As you can see, when 'test' equals 'test' then we get 'They are equal!'. Okay, so that's pretty boring on a good day. Let's dig in a more complex example. I have a table called decode_test for obvious reasons that contains information about products that have been sold by yours truly.
  1. select name, product_id, decode(product_id,  
  2.               1,'Stereo System',  
  3.               2,'Blu-Ray DVD Player',  
  4.               3,'Brick of Gold',  
  5.               'Other stuff laying around store.'from decode_test;  
  6.   
  7.   
  8. NAME                 PRODUCT_ID             PRODUCT_NAME                       
  9. -------------------- ---------------------- --------------------------------   
  10. Nicholas             1                      Stereo System                      
  11. Nicholas             3                      Brick of Gold                      
  12. Nicholas             2                      Blu-Ray DVD Player                 
  13. Nicholas             1                      Stereo System                      
  14.   
  15. rows selected  


Okay so what happened here? Basically in my test, each product_id represented some text I wanted to display in there query. You'll notice decode can take multiple value pairs to test against the input text.

So I'll admit the previous example won't win any "Example of the Year" awards. So here is a more practical use of decode that involves dates and conditional summation.

  1. select name,   
  2. sum(decode(to_char(date_sold,'MMYYYY'),current_month,amount_sold,null)) as sales_month_to_date,   
  3. sum(decode(to_char(date_sold,'YYYY'),current_year,amount_sold,null)) as sales_year_to_date  
  4. from decode_test,  
  5. (select to_char(sysdate,'MMYYYY'as current_month,   
  6.         to_char(sysdate,'YYYY'as current_year from dual) d  
  7. group by name;  
  8.   
  9. NAME                 SALES_MONTH_TO_DATE    SALES_YEAR_TO_DATE       
  10. -------------------- ---------------------- ----------------------   
  11. Nicholas             67.5                   132.5                    
  12.   
  13. rows selected  


Well, well, that was halfway slick. In the previous example, I needed to sum only the sales for the current month and for year to date. Decode helped me to sum the amount_sold, when it was appropriate.

Wednesday, January 9, 2008

SQL - Row Numbers and Limits

A common occurrence that most programmers face are numbering rows in Oracle. There are several misconceptions about how to do this and what are the costs of such methods. I personally use the row_number() analytic function, available since version 9 to accomplish this.

  1. select my_table.*, row_number() over (order by id desc)  
  2. from my_table;  


Note in the above code the syntax of the call, you call the analytic function and then tell Oracle how you want the data to be ordered. If you used "rownum" to accomplish this you would get some interesting result when changing the order by or introducing a where clause.

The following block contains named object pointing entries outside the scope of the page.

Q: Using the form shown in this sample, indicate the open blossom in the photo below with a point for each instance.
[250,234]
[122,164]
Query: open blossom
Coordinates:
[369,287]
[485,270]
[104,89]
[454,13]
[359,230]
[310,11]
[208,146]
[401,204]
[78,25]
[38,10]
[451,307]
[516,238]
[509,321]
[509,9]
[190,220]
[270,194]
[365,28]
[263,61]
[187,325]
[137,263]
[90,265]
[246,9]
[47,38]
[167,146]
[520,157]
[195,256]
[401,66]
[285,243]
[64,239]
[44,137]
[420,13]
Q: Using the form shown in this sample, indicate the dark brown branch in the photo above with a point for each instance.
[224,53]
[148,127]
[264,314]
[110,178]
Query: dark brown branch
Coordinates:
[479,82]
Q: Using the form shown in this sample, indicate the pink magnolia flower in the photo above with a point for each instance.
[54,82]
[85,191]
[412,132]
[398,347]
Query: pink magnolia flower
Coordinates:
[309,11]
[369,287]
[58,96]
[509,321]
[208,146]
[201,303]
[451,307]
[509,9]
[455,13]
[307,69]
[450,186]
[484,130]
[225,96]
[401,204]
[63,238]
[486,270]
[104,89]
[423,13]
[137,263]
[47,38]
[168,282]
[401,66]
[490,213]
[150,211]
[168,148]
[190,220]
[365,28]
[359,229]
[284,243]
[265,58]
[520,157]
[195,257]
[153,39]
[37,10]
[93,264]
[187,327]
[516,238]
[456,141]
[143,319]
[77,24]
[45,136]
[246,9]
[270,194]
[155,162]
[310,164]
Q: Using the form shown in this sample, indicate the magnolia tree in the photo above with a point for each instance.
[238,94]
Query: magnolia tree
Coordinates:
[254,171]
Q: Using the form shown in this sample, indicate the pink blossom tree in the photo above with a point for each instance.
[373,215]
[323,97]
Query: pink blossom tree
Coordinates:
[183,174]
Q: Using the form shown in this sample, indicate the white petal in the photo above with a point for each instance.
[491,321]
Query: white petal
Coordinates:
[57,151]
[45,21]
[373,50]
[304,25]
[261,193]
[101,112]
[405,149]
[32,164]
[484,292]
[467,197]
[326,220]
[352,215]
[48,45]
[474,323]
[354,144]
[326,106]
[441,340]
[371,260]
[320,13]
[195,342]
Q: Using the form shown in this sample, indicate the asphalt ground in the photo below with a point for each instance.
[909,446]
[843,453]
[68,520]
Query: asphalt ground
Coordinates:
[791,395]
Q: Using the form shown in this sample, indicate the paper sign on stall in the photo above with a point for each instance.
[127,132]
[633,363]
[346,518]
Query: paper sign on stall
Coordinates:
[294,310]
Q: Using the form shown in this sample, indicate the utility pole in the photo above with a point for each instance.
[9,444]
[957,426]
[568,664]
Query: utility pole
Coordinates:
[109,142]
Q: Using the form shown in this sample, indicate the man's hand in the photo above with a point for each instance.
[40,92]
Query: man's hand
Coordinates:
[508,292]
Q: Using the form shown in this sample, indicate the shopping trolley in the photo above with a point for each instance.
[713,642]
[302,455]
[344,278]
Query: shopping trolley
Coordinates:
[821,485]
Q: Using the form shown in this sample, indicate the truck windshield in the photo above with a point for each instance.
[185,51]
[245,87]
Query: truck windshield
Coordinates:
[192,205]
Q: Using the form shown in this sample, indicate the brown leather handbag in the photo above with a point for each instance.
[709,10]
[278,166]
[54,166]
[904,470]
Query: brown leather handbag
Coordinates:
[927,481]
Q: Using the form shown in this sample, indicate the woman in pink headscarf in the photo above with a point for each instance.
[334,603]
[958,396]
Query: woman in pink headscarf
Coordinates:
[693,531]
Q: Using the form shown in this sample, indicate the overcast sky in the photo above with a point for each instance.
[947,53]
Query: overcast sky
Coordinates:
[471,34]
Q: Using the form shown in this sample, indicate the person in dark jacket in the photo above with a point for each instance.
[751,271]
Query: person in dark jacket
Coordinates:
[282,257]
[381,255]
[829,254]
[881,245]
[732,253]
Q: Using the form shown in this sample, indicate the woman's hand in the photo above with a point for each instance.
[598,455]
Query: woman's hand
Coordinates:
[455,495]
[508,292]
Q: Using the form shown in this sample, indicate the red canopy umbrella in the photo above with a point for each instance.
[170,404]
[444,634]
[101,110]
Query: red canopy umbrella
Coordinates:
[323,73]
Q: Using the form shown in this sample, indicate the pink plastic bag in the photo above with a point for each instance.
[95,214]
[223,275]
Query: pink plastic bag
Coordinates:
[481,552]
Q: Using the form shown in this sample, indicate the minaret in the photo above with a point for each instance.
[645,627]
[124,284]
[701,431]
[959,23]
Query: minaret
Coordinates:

So obviously row numbering is pretty easily accomplished, however there are times when I only need a certain amount of rows. For instance, I need 10 rows at a time or 20. Having written my share of web applications, I can say that feature is needed a lot. So how can we get say the first 5 results returned, its accomplished by the following:

  1. select *  
  2. from  
  3. (  
  4. select my_table.*, row_number() over (order by id desc) rn  
  5. from my_table  
  6. )  
  7. where rn between 1 and 5;  
  8. ;  


Okay, now we have limited the number of results returned by our query. In addition, we can now accomplish things like pagination through a result set of data. As with most things, there is a cost associated. Notice my inner query has no where clause, thereby inducing a full table scan. You may say, 'Now wait, didn't we just limit the amount of results returned?'. And yes, we did, however Oracle has to run through the full set of results of the inner query to correctly row_number() the rows and then it can parse out the first five or the last five or whatever combination we need.

All of that being said, this is the most efficient way to row number and limit are result set of data based purely on the number of results returned in Oracle.